Der Premier-League-Kicker sieht es naturgemäß nicht als Nachteil, dass Koller in der Alpenrepublik niemandem Rechenschaft schuldig ist. Also ist es eine logische Folge, dass er sich in die Riege derer einreiht, die Geduld im Umgang mit dem Eidgenossen fordern:

„Man sollte ihm eine Chance geben.
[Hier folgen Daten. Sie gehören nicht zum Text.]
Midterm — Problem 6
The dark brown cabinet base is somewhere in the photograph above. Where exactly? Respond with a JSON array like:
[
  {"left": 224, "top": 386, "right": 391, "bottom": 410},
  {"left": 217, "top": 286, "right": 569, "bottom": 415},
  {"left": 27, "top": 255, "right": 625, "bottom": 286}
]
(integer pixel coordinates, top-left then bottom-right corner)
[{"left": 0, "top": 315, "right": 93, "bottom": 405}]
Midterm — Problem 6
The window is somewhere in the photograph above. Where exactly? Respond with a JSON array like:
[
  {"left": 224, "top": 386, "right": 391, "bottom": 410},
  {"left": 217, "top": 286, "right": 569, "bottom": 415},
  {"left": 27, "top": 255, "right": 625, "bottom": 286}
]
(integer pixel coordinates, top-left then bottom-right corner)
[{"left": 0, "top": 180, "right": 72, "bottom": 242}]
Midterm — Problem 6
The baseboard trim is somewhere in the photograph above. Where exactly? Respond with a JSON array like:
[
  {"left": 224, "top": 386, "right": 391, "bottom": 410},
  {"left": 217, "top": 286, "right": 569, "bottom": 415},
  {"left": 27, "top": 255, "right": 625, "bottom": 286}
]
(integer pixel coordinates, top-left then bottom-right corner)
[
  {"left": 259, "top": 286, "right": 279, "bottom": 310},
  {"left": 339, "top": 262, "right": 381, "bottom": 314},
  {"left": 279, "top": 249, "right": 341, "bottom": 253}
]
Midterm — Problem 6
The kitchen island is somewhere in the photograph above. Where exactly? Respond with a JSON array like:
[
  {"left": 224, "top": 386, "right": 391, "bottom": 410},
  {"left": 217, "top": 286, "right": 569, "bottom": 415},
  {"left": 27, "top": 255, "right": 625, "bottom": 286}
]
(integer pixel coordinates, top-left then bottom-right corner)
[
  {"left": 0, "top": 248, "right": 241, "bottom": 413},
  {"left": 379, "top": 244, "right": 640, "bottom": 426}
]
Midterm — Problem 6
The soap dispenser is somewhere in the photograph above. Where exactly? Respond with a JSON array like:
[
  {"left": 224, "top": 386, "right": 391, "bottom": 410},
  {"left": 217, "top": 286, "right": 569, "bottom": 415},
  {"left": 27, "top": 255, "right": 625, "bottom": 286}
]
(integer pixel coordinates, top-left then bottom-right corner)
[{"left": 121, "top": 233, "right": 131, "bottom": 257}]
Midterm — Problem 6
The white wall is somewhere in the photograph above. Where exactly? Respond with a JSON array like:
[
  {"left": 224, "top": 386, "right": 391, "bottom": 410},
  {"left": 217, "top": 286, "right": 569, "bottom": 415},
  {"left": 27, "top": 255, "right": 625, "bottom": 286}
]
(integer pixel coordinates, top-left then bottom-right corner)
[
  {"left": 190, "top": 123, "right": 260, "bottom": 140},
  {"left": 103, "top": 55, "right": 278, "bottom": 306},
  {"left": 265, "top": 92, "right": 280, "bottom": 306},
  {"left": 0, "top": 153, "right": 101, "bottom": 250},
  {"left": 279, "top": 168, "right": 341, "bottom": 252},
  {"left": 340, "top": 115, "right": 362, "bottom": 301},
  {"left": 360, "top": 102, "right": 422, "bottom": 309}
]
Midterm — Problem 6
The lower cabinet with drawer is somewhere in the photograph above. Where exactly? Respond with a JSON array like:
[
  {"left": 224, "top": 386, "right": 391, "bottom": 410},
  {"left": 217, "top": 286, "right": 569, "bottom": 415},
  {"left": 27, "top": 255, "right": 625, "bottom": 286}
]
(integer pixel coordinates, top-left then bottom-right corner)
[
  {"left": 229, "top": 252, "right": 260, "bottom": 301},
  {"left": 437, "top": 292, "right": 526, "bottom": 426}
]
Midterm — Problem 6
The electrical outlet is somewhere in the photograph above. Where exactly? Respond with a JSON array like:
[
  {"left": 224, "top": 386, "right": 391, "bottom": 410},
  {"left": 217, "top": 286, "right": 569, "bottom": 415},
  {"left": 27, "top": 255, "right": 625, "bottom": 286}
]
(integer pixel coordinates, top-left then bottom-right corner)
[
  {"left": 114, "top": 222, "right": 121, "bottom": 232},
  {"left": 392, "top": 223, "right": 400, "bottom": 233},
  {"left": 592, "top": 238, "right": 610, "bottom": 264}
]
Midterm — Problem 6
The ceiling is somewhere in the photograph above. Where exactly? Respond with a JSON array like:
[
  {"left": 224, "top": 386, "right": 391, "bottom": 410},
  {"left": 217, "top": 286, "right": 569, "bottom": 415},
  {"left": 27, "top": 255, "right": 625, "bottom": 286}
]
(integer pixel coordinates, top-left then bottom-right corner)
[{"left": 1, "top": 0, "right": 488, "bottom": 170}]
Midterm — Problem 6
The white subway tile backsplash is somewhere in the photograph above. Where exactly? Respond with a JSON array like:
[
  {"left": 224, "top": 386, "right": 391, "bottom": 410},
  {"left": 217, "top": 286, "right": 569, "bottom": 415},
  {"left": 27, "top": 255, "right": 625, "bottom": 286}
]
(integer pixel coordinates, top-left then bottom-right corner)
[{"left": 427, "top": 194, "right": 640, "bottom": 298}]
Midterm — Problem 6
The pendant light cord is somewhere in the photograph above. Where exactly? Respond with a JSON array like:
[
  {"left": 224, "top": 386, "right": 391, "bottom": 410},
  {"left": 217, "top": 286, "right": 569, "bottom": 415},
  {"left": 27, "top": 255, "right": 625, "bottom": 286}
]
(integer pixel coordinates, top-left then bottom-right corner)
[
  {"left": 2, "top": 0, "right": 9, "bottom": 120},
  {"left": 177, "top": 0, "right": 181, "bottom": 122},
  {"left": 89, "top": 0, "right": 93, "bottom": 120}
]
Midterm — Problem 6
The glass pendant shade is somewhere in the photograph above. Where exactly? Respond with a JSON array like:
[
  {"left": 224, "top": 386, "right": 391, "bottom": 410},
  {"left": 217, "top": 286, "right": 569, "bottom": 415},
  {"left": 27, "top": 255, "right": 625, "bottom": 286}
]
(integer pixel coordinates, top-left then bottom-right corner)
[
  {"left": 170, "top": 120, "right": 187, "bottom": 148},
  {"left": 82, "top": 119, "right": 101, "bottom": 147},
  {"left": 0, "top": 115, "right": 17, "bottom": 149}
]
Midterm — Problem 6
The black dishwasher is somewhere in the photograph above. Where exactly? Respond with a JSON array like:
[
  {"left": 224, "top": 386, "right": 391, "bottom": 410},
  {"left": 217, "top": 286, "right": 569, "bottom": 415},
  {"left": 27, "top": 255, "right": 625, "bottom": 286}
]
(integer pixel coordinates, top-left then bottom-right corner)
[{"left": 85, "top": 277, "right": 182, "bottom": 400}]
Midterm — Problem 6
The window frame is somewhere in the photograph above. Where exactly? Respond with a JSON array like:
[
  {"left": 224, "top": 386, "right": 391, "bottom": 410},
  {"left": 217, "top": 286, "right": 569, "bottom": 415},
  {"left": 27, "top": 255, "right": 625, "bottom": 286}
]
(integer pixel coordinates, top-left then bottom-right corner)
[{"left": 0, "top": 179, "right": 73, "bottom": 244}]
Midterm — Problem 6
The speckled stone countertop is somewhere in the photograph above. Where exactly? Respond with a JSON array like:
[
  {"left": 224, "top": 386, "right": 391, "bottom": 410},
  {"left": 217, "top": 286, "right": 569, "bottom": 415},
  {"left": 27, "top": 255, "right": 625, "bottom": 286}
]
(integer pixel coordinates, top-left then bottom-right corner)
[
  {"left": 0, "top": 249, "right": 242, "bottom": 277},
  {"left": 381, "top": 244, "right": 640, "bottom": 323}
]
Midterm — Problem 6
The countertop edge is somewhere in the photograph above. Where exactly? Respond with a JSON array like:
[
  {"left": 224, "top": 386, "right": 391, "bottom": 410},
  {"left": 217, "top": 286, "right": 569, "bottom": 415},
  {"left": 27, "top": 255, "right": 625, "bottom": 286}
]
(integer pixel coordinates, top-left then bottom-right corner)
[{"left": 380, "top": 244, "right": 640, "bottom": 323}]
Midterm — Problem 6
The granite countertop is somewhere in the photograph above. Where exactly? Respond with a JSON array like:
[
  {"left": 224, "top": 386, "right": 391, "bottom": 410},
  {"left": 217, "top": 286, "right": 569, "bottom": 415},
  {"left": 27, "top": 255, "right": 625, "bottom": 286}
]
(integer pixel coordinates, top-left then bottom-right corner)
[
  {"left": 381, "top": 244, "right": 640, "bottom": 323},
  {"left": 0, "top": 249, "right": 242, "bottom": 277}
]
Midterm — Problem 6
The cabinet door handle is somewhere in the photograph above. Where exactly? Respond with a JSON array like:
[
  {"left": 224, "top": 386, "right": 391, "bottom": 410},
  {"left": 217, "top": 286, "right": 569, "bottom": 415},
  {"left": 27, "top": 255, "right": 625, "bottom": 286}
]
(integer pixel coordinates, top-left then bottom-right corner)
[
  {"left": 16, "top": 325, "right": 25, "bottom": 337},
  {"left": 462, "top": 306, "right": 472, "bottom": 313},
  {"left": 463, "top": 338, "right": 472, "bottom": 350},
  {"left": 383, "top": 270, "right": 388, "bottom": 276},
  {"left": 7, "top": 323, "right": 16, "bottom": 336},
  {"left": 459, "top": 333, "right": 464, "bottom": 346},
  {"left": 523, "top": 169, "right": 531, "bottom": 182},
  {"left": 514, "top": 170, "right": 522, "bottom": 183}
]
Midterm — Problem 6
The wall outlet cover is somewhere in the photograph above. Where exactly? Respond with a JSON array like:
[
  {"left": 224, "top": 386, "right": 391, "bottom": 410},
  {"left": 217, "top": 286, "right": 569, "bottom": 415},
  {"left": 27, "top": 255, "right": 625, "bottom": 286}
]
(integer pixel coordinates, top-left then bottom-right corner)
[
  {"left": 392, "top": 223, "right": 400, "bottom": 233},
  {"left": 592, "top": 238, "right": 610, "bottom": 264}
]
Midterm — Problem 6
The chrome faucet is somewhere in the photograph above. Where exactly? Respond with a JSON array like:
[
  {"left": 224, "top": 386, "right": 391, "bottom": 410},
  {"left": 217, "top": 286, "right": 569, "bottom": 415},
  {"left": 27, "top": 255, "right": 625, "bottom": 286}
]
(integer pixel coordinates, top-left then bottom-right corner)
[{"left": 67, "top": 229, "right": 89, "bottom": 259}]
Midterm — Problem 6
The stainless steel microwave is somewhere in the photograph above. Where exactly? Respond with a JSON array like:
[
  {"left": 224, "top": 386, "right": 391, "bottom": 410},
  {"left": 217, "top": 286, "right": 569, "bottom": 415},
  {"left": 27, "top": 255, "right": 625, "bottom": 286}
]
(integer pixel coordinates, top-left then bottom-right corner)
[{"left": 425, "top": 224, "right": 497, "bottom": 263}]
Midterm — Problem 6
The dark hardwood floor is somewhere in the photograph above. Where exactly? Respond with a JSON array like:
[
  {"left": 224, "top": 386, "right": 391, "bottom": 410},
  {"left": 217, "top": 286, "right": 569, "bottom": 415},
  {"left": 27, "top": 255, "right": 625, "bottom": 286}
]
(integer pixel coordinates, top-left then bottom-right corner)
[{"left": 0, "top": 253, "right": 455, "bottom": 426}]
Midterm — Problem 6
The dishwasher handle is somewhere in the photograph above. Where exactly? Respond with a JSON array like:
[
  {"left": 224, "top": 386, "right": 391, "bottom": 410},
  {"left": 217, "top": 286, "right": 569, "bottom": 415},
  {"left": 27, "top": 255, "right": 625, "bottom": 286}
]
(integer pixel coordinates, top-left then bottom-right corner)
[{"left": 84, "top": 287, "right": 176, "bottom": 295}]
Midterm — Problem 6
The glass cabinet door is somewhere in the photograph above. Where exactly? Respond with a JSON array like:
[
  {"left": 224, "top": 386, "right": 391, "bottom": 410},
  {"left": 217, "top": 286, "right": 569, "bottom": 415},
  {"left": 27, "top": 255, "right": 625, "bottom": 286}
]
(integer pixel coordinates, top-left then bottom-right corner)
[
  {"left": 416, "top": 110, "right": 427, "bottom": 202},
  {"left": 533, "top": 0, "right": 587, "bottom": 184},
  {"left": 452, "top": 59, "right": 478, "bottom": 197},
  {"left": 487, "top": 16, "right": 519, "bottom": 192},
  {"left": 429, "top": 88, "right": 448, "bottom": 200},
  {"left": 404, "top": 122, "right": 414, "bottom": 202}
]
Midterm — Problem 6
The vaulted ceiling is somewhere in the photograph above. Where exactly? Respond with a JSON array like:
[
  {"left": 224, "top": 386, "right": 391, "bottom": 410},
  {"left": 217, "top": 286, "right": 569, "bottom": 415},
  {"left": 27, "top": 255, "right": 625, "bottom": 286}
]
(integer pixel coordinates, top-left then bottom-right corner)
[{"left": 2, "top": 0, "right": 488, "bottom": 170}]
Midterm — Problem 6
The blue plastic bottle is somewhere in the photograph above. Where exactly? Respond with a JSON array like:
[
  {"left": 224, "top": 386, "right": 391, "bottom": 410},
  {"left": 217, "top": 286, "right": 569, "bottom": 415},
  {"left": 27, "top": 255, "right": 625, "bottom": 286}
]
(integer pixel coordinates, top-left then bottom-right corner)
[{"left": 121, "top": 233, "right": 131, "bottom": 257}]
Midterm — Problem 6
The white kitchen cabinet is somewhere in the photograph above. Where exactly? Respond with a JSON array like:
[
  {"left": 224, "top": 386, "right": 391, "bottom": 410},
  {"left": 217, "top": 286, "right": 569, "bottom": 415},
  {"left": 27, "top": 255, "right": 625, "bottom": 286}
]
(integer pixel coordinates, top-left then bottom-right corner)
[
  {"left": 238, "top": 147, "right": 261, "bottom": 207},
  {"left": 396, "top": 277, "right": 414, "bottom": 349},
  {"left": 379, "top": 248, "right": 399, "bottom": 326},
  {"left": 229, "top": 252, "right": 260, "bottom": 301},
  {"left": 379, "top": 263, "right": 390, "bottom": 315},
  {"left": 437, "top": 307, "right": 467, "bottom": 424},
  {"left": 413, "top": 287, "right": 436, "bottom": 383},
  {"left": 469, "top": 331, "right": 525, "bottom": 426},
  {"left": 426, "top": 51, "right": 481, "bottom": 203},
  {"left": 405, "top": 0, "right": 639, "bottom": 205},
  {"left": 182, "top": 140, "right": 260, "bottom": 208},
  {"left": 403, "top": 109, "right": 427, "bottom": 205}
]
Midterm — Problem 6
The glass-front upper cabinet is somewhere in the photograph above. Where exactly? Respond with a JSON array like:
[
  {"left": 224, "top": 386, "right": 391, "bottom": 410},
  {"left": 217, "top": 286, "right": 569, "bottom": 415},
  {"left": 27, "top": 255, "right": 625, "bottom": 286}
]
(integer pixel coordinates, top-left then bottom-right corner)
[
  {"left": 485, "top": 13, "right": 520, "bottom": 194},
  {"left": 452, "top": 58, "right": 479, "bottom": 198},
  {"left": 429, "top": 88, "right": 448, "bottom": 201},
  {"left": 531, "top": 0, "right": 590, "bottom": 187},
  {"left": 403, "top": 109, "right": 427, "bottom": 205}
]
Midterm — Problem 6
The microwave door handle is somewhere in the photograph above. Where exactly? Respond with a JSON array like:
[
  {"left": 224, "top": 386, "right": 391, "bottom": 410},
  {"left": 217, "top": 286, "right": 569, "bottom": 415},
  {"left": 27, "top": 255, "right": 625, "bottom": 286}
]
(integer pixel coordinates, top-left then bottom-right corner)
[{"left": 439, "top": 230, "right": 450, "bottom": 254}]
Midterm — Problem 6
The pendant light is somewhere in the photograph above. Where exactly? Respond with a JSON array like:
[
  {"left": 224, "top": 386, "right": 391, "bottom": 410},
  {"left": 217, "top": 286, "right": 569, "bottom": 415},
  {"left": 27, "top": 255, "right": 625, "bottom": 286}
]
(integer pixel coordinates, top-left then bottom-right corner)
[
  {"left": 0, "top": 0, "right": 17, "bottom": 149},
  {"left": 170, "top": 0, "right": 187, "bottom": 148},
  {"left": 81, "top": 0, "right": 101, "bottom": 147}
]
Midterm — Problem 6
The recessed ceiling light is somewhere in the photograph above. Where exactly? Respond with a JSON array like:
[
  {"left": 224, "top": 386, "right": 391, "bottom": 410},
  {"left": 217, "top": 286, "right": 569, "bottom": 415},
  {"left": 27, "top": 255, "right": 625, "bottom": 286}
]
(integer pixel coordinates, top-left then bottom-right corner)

Er bringt die richtigen Charaktereigenschaften mit, um den neuen Weg zu starten.“

Die Gefahr, dass besagte Geduld gerade in der Medienlandschaft nur bedingt vorhanden sein wird, ist groß. Auch Scharner wittert diese und hält es daher für eminent wichtig, dass jene Herren, welche diese Entscheidung getroffen haben, auch zu dieser stehen:

„Ich hoffe, dass die Kritik am Unternehmen ÖFB abprallt und eine Art Cocon gebildet wird, der nichts von außen reinlässt.“

„Was hat denn ein Mourinho zusammengebracht als Fußballer?“

Das Argument, dass Koller in Deutschland sowohl bei Köln als auch bei Bochum entlassen worden sei, ließe sich ohnehin damit kontern, dass ein gewisser Joachim Löw in Österreich bei der Austria gescheitert sei.